A estas alturas de la campaña, a la vista de las encuestas, y sin dar ninguna por concluyente, se perfilan ya dos escenarios posibles. El más probable, un triunfo amplio de una candidatura encabezada por una mujer, Isabel Díaz Ayuso, que accedería al gobierno con el apoyo de otra fuerza política que no tendría otro modo de dar alguna utilidad a sus escaños.
El segundo, menos probable de entrada, pero no imposible, una mayoría de las fuerzas de izquierdas encabezada por un Ángel Gabilondo que sólo podría salvarse del descalabro apoyándose en el empuje de otra mujer: Mónica García, la candidata de Más Madrid.
Tanto en el debate televisado del otro día, como en el resto de la campaña, son ellas dos las que demuestran el nervio y el músculo que faltan a sus rivales varones. Son ellas las que se atraen la atención y el crédito de su correspondiente fracción del electorado, en mayor medida incluso que el descrédito de los que las enjuician desde la trinchera contraria.
A su lado, un Pablo Iglesias en horas bajas, un Ángel Gabilondo a contrapié y un Edmundo Bal puesto al timón del Titanic tras el impacto con el iceberg se ven tan ensombrecidos que llegan a provocar la compasión de quienes menos inclinados pudieran hallarse a tenérsela.
Y lo más notable del caso es que ambas lideran sus fuerzas respectivas y deciden el discurso que dirigen a la ciudadanía sin ninguna tutela, por un lado, y en mayor medida de lo que lo pueden hacer sus rivales varones. No son, por ejemplo, como Laura Borràs, cabeza de lista y mascarón de proa de la versión nihilista del independentismo procesista, pero a la postre sumisa al dedo que la ungió desde Waterloo.
Ellas, y se han ocupado de que quedara bien claro desde el principio, son las que marcan su agenda, su estilo y el mensaje de la campaña. Mónica García no sólo le dejó bien claro a Pablo Iglesias que no tenía necesidad alguna de varones redentores: también ha despachado a Íñigo Errejón a un discreto segundo plano. Y Ayuso ha persuadido a su jefe, Pablo Casado, de dejarla hacer y renunciar a dirigirla.
Si uno compara con Gabilondo, que se mueve al son de los bandazos que cada día más notoriamente le imprimen desde la Moncloa, o con la desesperación que dicta el discurso de sus otros dos contrincantes varones, se entiende que sólo una u otra puedan alzarse en estas elecciones con el verdadero triunfo.

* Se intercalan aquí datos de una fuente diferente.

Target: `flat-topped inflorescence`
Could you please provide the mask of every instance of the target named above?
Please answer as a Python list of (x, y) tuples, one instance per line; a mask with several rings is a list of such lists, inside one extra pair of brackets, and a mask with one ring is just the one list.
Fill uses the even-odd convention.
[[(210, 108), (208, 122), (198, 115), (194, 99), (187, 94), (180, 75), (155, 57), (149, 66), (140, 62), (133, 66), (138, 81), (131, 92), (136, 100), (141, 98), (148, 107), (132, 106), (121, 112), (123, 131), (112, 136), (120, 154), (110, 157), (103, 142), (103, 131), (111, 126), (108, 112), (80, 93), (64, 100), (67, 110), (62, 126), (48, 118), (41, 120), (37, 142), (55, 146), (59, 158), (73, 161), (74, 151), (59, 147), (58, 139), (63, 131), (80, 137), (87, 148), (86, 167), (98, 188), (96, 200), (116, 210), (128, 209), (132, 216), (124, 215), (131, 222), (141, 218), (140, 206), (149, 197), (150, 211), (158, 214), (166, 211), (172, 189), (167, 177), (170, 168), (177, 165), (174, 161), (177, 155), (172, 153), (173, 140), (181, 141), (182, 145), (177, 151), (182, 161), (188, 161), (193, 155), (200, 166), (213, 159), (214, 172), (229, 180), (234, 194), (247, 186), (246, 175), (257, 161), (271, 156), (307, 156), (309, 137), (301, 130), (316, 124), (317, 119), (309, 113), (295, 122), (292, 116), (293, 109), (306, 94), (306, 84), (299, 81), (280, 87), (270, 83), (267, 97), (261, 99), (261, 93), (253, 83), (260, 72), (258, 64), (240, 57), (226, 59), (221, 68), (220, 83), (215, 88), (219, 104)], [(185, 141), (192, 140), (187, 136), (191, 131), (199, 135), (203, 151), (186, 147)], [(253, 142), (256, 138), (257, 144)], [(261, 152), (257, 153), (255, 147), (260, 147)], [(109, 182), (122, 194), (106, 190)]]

Si gana y gobierna una será terrible para una porción de los madrileños. Si lo hace la otra, espantará a una porción distinta. En cualquier caso, podremos los madrileños celebrar al menos que nos adelantamos a otros en la normalización del liderazgo femenino. Por primera vez entre los españoles, entre mujeres anda el juego y son ellas, no sus tutores ni sus mentores ni sus manipuladores, las que eligen el camino para acertar o para equivocarse.
Si se observa con atención, es un cambio de veras revolucionario, que sugiere que Madrid, con todos sus defectos y todos sus lastres, acierta a situarse en vanguardia del país.
Nota al pie merece el desempeño de la tercera candidata en discordia, Rocío Monasterio, candidata de Vox. Poco importa si tiene o no capacidad para marcar su propia agenda. Los modos y mensajes que exhibe acercan a su formación a la irrelevancia y al riesgo de ganarse el cordón sanitario que muchos entendemos que en democracia sólo puede imponerse con graves razones. En esta campaña, tan femenina, ha sucumbido a la pésima idea de situarse muy lejos del espacio donde se tejen los consensos.